I leoni del Parco nazionale Kruger hanno colpito ancora

• I leoni del Parco nazionale Kruger hanno colpito ancora. Durante la notte tra martedì e mercoledì tre mozambicani che avevano varcato clandestinamente la frontiera che divide il Mozambico dal Sud Africa e tentavano di raggiungere il villaggio di Phalaborwa sono stati sbranati da un branco di leoni «ormai trasformati in vere guardie di confine», ha detto ai giornalisti uno dei ranger del parco, Peter Clifford. «I Leoni – ha detto il ranger – hanno divorato i primi due clandestini e fatto a pezzi il terzo che è stato poi lasciato in pasto alle iene». Un altro immigrante illegale mozambicano è stato ritrovato in preda al panico appollaiato su un albero sul quale aveva trovato rifugio. All’ospedale da campo di Phalaborwa, uno dei centri turistici più visitati del Parco nazionale Kruger (PnK) il sopravvissuto ha raccontato ai ranger la terribile avventura e il suo tragico epilogo.

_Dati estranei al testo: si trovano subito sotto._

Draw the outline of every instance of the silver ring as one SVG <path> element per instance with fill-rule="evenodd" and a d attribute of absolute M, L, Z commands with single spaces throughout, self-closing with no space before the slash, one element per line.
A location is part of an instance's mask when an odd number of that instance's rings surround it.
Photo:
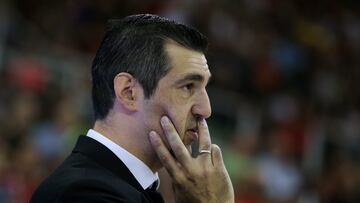
<path fill-rule="evenodd" d="M 199 151 L 199 154 L 211 154 L 211 150 L 202 149 Z"/>

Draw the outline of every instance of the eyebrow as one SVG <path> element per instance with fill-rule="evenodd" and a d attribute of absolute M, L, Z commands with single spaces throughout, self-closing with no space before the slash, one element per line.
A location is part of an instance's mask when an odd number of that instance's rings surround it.
<path fill-rule="evenodd" d="M 205 80 L 205 78 L 203 75 L 200 75 L 198 73 L 190 73 L 190 74 L 185 75 L 183 78 L 179 79 L 178 81 L 176 81 L 175 84 L 179 85 L 179 84 L 186 83 L 188 81 L 202 82 L 204 80 Z M 211 80 L 211 74 L 210 74 L 210 77 L 209 77 L 206 85 L 209 83 L 210 80 Z"/>

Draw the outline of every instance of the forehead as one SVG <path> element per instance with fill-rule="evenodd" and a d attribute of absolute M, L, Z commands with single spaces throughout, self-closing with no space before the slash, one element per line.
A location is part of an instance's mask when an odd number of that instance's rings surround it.
<path fill-rule="evenodd" d="M 170 62 L 170 71 L 167 75 L 181 77 L 193 72 L 204 75 L 204 77 L 210 77 L 207 60 L 203 53 L 187 49 L 171 41 L 165 44 L 165 51 Z"/>

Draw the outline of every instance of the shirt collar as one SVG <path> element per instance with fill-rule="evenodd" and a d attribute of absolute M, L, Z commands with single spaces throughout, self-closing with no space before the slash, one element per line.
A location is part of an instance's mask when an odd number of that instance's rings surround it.
<path fill-rule="evenodd" d="M 151 186 L 155 181 L 159 181 L 157 172 L 153 173 L 144 162 L 109 138 L 92 129 L 88 131 L 86 136 L 100 142 L 112 151 L 125 164 L 144 190 Z"/>

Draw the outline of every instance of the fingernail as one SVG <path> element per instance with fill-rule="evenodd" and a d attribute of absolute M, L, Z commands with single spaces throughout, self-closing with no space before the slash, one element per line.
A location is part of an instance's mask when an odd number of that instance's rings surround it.
<path fill-rule="evenodd" d="M 167 125 L 167 124 L 169 124 L 169 119 L 168 119 L 168 117 L 166 117 L 166 116 L 161 117 L 161 124 L 162 124 L 162 125 Z"/>
<path fill-rule="evenodd" d="M 155 138 L 155 137 L 156 137 L 156 133 L 155 133 L 154 131 L 151 131 L 151 132 L 149 133 L 149 136 L 150 136 L 150 139 L 151 139 L 151 140 L 156 139 L 156 138 Z"/>

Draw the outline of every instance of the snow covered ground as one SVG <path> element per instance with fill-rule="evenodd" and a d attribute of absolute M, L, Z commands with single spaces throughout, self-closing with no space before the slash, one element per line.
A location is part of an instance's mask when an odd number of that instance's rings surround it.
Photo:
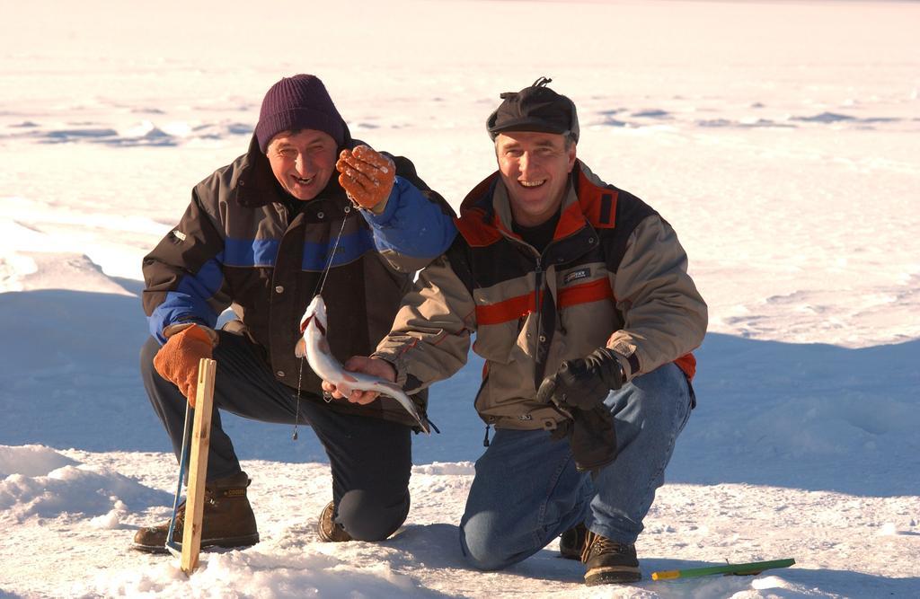
<path fill-rule="evenodd" d="M 920 596 L 917 23 L 907 2 L 7 3 L 0 597 Z M 645 581 L 587 589 L 554 546 L 466 567 L 477 360 L 434 388 L 443 434 L 417 439 L 392 539 L 319 543 L 318 443 L 226 419 L 262 542 L 188 580 L 127 549 L 177 474 L 137 374 L 141 257 L 299 72 L 454 205 L 494 167 L 498 94 L 551 76 L 579 106 L 580 156 L 674 225 L 711 326 L 638 544 Z"/>

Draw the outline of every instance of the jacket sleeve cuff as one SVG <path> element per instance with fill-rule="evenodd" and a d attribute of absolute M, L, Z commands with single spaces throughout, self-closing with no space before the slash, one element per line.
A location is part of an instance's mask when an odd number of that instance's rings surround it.
<path fill-rule="evenodd" d="M 397 213 L 397 208 L 399 206 L 402 185 L 409 185 L 409 182 L 401 177 L 397 177 L 396 180 L 393 181 L 393 189 L 390 190 L 390 195 L 385 200 L 370 210 L 361 208 L 364 218 L 369 220 L 372 225 L 386 225 L 393 220 L 393 215 Z"/>
<path fill-rule="evenodd" d="M 185 322 L 177 322 L 175 324 L 169 325 L 168 327 L 163 329 L 163 337 L 165 337 L 166 339 L 169 339 L 176 333 L 179 333 L 185 330 L 186 328 L 194 327 L 195 325 L 198 325 L 198 328 L 203 330 L 208 335 L 208 338 L 211 340 L 212 344 L 215 346 L 217 345 L 217 342 L 220 340 L 220 336 L 217 334 L 217 331 L 212 328 L 211 327 L 202 325 L 201 323 L 195 321 L 187 320 Z"/>
<path fill-rule="evenodd" d="M 371 354 L 372 358 L 378 358 L 393 366 L 394 370 L 397 371 L 397 380 L 395 383 L 405 388 L 406 380 L 408 378 L 408 372 L 406 360 L 402 356 L 403 353 L 401 351 L 374 351 Z"/>
<path fill-rule="evenodd" d="M 607 348 L 612 350 L 616 356 L 616 360 L 623 368 L 624 382 L 631 381 L 641 372 L 642 366 L 638 361 L 638 354 L 636 352 L 636 346 L 624 340 L 619 340 L 613 345 L 607 343 Z"/>

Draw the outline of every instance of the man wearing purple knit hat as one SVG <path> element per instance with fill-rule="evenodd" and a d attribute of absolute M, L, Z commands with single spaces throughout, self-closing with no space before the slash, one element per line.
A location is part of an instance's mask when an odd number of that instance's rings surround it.
<path fill-rule="evenodd" d="M 332 470 L 321 540 L 382 540 L 402 524 L 415 420 L 390 397 L 366 406 L 330 401 L 294 345 L 300 317 L 322 284 L 332 353 L 344 360 L 372 351 L 414 271 L 455 234 L 450 207 L 411 162 L 351 138 L 318 77 L 284 77 L 269 89 L 248 151 L 192 189 L 178 225 L 144 259 L 151 337 L 141 372 L 177 456 L 199 360 L 219 364 L 202 547 L 259 541 L 251 481 L 221 427 L 221 409 L 295 432 L 313 428 Z M 234 317 L 218 330 L 227 307 Z M 424 413 L 426 396 L 413 399 Z M 182 528 L 178 522 L 178 542 Z M 133 547 L 166 552 L 167 529 L 142 528 Z"/>

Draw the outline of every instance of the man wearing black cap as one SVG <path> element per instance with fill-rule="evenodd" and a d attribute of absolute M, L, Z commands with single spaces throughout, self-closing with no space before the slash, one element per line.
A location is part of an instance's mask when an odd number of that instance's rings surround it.
<path fill-rule="evenodd" d="M 695 401 L 690 352 L 707 306 L 668 223 L 576 158 L 575 105 L 547 83 L 501 95 L 487 121 L 498 172 L 464 201 L 460 236 L 376 352 L 351 365 L 415 392 L 456 372 L 476 333 L 488 449 L 460 523 L 464 555 L 499 570 L 561 534 L 587 584 L 629 582 Z"/>
<path fill-rule="evenodd" d="M 248 152 L 191 195 L 179 224 L 144 259 L 151 338 L 141 370 L 176 455 L 199 360 L 213 357 L 215 408 L 309 424 L 319 437 L 332 469 L 320 538 L 386 538 L 408 513 L 415 421 L 389 397 L 369 406 L 324 399 L 294 345 L 300 317 L 322 284 L 332 352 L 341 360 L 372 351 L 389 330 L 413 271 L 453 241 L 450 207 L 408 159 L 353 140 L 325 86 L 310 75 L 269 89 Z M 215 330 L 228 306 L 236 318 Z M 415 398 L 424 411 L 424 395 Z M 215 409 L 202 547 L 258 542 L 249 482 Z M 183 517 L 184 510 L 178 542 Z M 165 552 L 167 528 L 142 528 L 134 547 Z"/>

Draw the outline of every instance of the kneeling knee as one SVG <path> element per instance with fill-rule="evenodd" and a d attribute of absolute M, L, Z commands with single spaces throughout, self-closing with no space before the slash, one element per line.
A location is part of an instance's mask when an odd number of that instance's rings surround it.
<path fill-rule="evenodd" d="M 502 543 L 502 540 L 505 543 Z M 501 570 L 513 560 L 505 555 L 507 539 L 473 518 L 460 524 L 460 549 L 470 566 L 484 571 Z"/>
<path fill-rule="evenodd" d="M 382 541 L 395 533 L 408 514 L 409 496 L 387 505 L 365 490 L 351 490 L 339 501 L 339 518 L 345 531 L 358 541 Z"/>

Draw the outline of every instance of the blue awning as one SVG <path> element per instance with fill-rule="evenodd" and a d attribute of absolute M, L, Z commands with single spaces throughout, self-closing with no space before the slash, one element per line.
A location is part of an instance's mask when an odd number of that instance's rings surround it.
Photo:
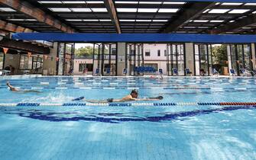
<path fill-rule="evenodd" d="M 23 40 L 47 40 L 52 42 L 137 42 L 137 43 L 256 43 L 256 35 L 196 34 L 62 34 L 18 33 L 12 39 Z"/>
<path fill-rule="evenodd" d="M 176 2 L 256 2 L 256 0 L 175 0 Z"/>

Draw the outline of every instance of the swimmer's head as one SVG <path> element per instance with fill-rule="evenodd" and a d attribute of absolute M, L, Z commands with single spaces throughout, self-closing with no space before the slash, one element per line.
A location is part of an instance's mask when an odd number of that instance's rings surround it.
<path fill-rule="evenodd" d="M 138 91 L 137 89 L 133 89 L 131 92 L 131 95 L 134 98 L 137 98 L 138 95 Z"/>

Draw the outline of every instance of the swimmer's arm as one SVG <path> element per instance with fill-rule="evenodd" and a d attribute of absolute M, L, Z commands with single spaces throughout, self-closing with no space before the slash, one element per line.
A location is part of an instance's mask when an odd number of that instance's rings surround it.
<path fill-rule="evenodd" d="M 83 99 L 83 101 L 87 101 L 87 102 L 89 102 L 89 103 L 107 103 L 108 102 L 105 100 L 86 100 L 86 99 Z"/>
<path fill-rule="evenodd" d="M 136 101 L 159 101 L 160 99 L 157 98 L 141 98 L 141 99 L 135 99 Z"/>

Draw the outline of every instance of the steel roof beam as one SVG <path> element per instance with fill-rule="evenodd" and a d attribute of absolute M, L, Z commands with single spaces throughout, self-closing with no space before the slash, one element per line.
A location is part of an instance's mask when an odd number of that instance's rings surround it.
<path fill-rule="evenodd" d="M 0 3 L 7 5 L 18 11 L 24 13 L 31 18 L 35 18 L 40 22 L 45 23 L 58 30 L 60 30 L 63 32 L 73 33 L 76 31 L 73 28 L 53 18 L 41 8 L 35 8 L 26 2 L 23 2 L 21 0 L 0 0 Z"/>
<path fill-rule="evenodd" d="M 116 10 L 112 0 L 104 0 L 105 5 L 107 8 L 108 12 L 112 19 L 112 24 L 115 25 L 116 33 L 121 34 L 121 29 L 119 26 L 119 21 L 116 14 Z"/>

• I quattro si erano incontrati per caso all’uscita di Massingir, un villaggio mozambicano distante una trentina di chilometri dalla frontiera, un gruppo di capanne definito dalla polizia di Maputo «la centrale di raccolta e smistamento» per i sempre più numerosi clandestini che tentano di scavalcare la frontiera e cercare fortuna nel Sud Africa, terra del latte e del miele». Lunedì sera il quartetto si era lasciato alle spalle Massingir raggiungendo all’alba di martedì la rete metallica posta alla frontiera ed eretta agli inizi degli anni Ottanta e che va dall’estremo nord sudafricano fino al confine con lo Swaziland. Fino al 1994 la rete era attraversata dalla corrente elettrica, disattivata perché decine di mozambicani erano rimasti fulminati da letali scariche di cinquemila volt mentre tentavano di attraversare la barriera.
• Se l’elettricità è stata eliminata rimangono i soldati dell’esercito di Pretoria. Per lo più ex combattenti del «Battaglione Bufalo», veterani di lingua portoghese della guerra d’Angola. Il quartetto di clandestini lo sa. A Massingir – ha raccontato il superstite – ci sono guide e specialisti del passaggio clandestino, ma i quattro disperati non avevano i quattrini per pagare e così hanno preferito arrangiarsi da soli e attendere il calar della notte. Trascorsa la giornata nel denso bush africano che si estende sino alla No-Man Land, la «terra di nessuno», hanno scavato sotto la rete per sgusciare in terra sudafricana. «C’era la luna che ci indicava la direzione e non abbiamo mai pensato che i leoni o altre belve potessero attaccarci... stato un attimo... Una serie di ruggiti e le urla dei miei amici... Io non so che cosa ho fatto», ha raccontato il mozambicano ai ranger del PnK. Adesso le autorità sudafricane, soprattutto quelle incaricate dei parchi nazionali, si trovano di fronte a un vero e proprio dilemma. Abbattere i leoni che sono diventati divoratori di carne umana e incorrere così nelle ire internazionali dei protettori della fauna selvaggia o lasciare che le belve continuino a funzionare, senza uniforme, da guardia di confine?
• Ma la di là di questo dilemma, per i leoni se ne presenta un altro, di «enormi dimensioni», dice il dottor Dewald Keet, veterinario dello Stato. Pare infatti che l’80 per cento dei leoni del PnK, orgoglio delle riserve statali di fauna africana, sia affetto da Aids. E si teme ora per i famosi leoni bianchi di Timbawati, una riserva primvata confinante con il parco nazionale Kruger. Secondi fonti bene informate e documenti in possesso del ”Pretorian News”, il giornale di lingua inglese della capitale, i felini avrebbero contratto il virus «attaccando e ingerendo carne e sangue di persone affette da Aids. Molto probabilmente – scrive il quotidiano – rifugiati mozambicani che dopo aver scavalcato la barriera elettrica ormai fuori uso tentavano di attraversare il parco nazionale in cerca di lavoro nel nostro Paese.